Dataset A is split into train (70%), validation (15%) and test (15%) sections and the data is standardised for modelling.

In [None]:
from sklearn.model_selection import train_test_split
from sklearn.preprocessing import StandardScaler

#split into train (70%), validation (15%) and test (15%)
X_train, X_temp, y_train, y_temp = train_test_split(X, y, test_size=0.30, random_state=42, stratify=y)
X_val, X_test, y_val, y_test = train_test_split(X_temp, y_temp, test_size=0.50, random_state=42, stratify=y_temp)

#scale the x's
scaler = StandardScaler()
X_train = scaler.fit_transform(X_train)
X_val = scaler.transform(X_val)
X_test = scaler.transform(X_test)

#show dataset split shapes and balance

#train set
print("Train Set:", X_train.shape, y_train.shape)
print('  The number of true stories in Train Set:', np.count_nonzero(y_train))
print('  The number of deceptive stories in Train Set:', y_train.size - np.count_nonzero(y_train))

#validation set
print("Validation Set:", X_val.shape, y_val.shape)
print('  The number of true stories in Validation Set:', np.count_nonzero(y_val))
print('  The number of deceptive stories in Validation Set:', y_val.size - np.count_nonzero(y_val))

#test set
print("Test Set:", X_test.shape, y_test.shape)
print('  The number of true stories in Test Set:', np.count_nonzero(y_test))
print('  The number of deceptive stories in Test Set:', y_test.size - np.count_nonzero(y_test))

## 5.3 Dataset B

This dataset was created with a focus on **speech dynamics** and **vocal quality** with features inlcuding: Pitch (Mean),  Tempo, Power and Spectral Contrast. These features will be extracted, visualised and split in this section.

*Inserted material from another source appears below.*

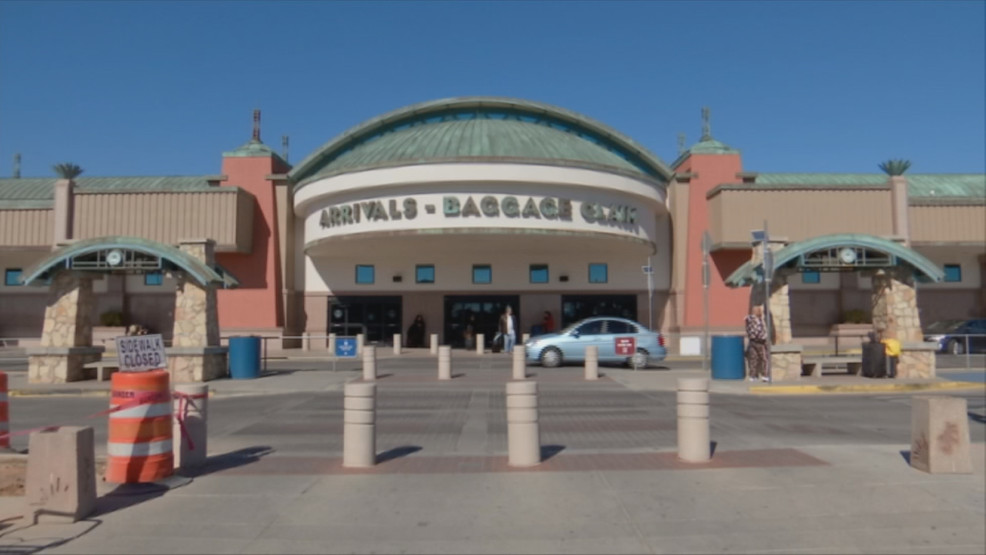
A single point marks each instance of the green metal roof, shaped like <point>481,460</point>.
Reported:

### 5.3.1 Feature Extraction

In [None]:
def dataset_b(files, labels_file, scale_audio=False):

    X_b, y_b = [], []

    for file in tqdm(files, desc="Extracting features for Dataset B"):

        filename = file.split('/')[-1]

        yi = labels_file.loc[filename]['Story_type'] == 'true_story'

        y_audio, sr = librosa.load(file, sr=None)

        if scale_audio:
            y_audio = y_audio / np.max(np.abs(y_audio))

        pitches, magnitudes = librosa.piptrack(y=y_audio, sr=sr)
        pitch_mean = np.mean(pitches[pitches > 0]) if np.any(pitches > 0) else 0
        tempo = librosa.feature.tempo(y=y_audio, sr=sr)[0]
        spectral_contrast = np.mean(librosa.feature.spectral_contrast(y=y_audio, sr=sr))
        power = np.sum(y_audio**2)/len(y_audio)

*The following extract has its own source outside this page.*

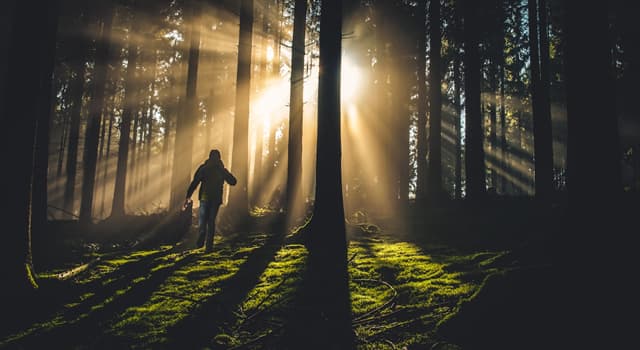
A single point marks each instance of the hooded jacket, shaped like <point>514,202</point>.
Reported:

        xi_b = [pitch_mean, tempo, spectral_contrast, power]

        X_b.append(xi_b)
        y_b.append(yi)

    return np.array(X_b), np.array(y_b)

# Generate the feature matrix (X) and labels (y) for Dataset B
X_b, y_b = dataset_b(files, labels_file=MLEnd_df, scale_audio=True)

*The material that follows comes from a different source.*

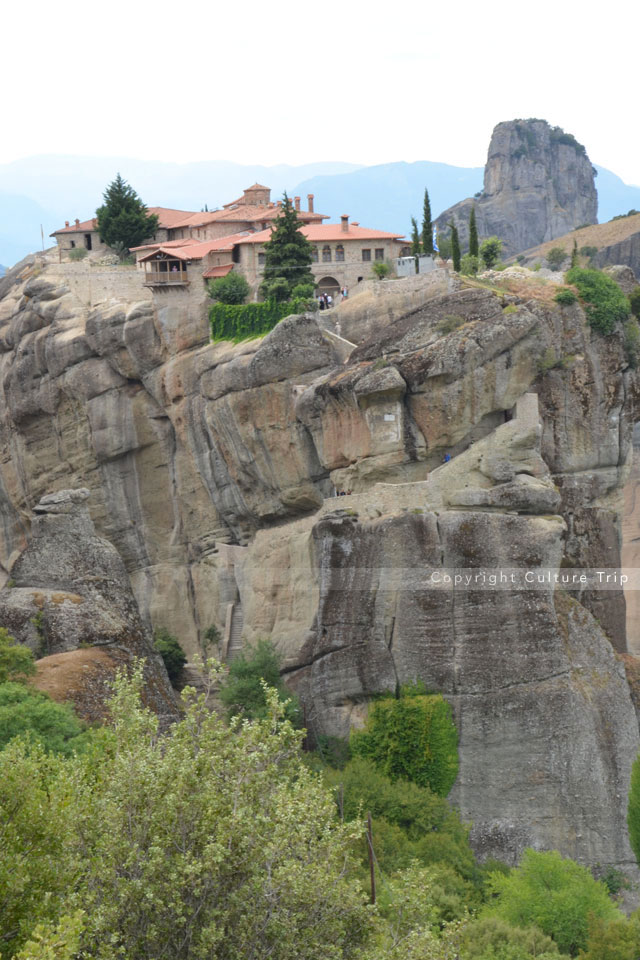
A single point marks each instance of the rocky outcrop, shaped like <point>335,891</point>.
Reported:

### 5.3.2 Feature Visualisations

The distributions and relationships between features of dataset B are visualised using histograms and heatmaps.

In [None]:
#create dataframe with features and labels
features_b = ['Pitch Mean', 'Tempo', 'Spectral Contrast', 'Power']
df_b = pd.DataFrame(X_b, columns=features_b)
df_b['Label'] = y_b

#plot histograms for each feature and the label
df_b.hist(column=features_b + ['Label'], bins=10, figsize=(12, 10), alpha=0.7)
plt.suptitle('Dataset B Feature Distributions', fontsize=16)
plt.tight_layout()
plt.show()

In [None]:
#plot the correlation heatmap
plt.figure(figsize=(10, 8))
sns.heatmap(df_b[features_b].corr(), annot=True, fmt=".2f", cmap="coolwarm", cbar=True, square=True)
plt.title('Dataset B Feature Correlation Heatmap', fontsize=16)
plt.xticks(rotation=45)
plt.tight_layout()
plt.show()

The heatmap for Dataset B shows minimal correlation between the  features, with the strongest relationship being a small positive correlation (0.33) between Pitch Mean and Spectral Contrast. This suggests some shared information between these features, with the others appearing largely independent.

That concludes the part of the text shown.